The narrow path led between bushes on the slope; the loose steps of this natural staircase were made up of debris from the rock face; hanging on to the shrubs, we started to clamber up. Grushnitsky walked at the front, his seconds behind him, and then the doctor and me.

“You surprise me,” said the doctor, taking me firmly by the hand. “Let me take your pulse! . . . Oho! A fever! . . . But nothing is evident from the face . . . only your eyes are shining more brightly than usual.”

Suddenly, small rocks started noisily rolling down toward our feet. What was this? The branch that Grushnitsky had been holding onto had snapped; he slipped, and he would have slid down to the bottom on his back, had his seconds not held him up.

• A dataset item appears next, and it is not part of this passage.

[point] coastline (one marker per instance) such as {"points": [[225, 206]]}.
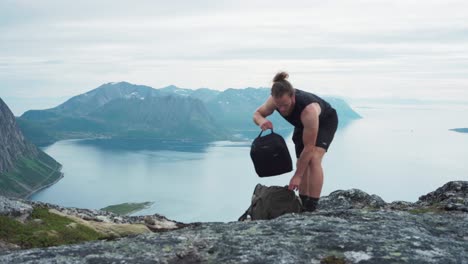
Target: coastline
{"points": [[28, 197]]}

“Be careful!” I cried to him. “Don’t fall before it’s time—it’s a bad omen. Remember Julius Caesar!”

We had just climbed to the top of the bluff. The little platform was covered with a fine sand, as though designed for the purposes of a duel. The mountain summits clustered like an innumerable flock all around us, disappearing in the golden clouds of the morning; the white bulk of Elbrus rose up in the south, a lock in the chain of icy pinnacles; stringy clouds, racing in from the east, wandered among the peaks. I went up to the edge of the little platform, looked down, and my head was almost spinning—it looked cold and dark down there, like a grave. The mossy jagged edges of rock, scattered by thunderstorm and time, were awaiting their spoils.

The little platform on which we were meant to fight made a nearly perfect triangle. They measured six paces from the protruding corner and decided that the first of us to whom it would come to face unfriendly fire would stand in that corner, with his back to the edge. If he wasn’t killed then the opponents would switch places.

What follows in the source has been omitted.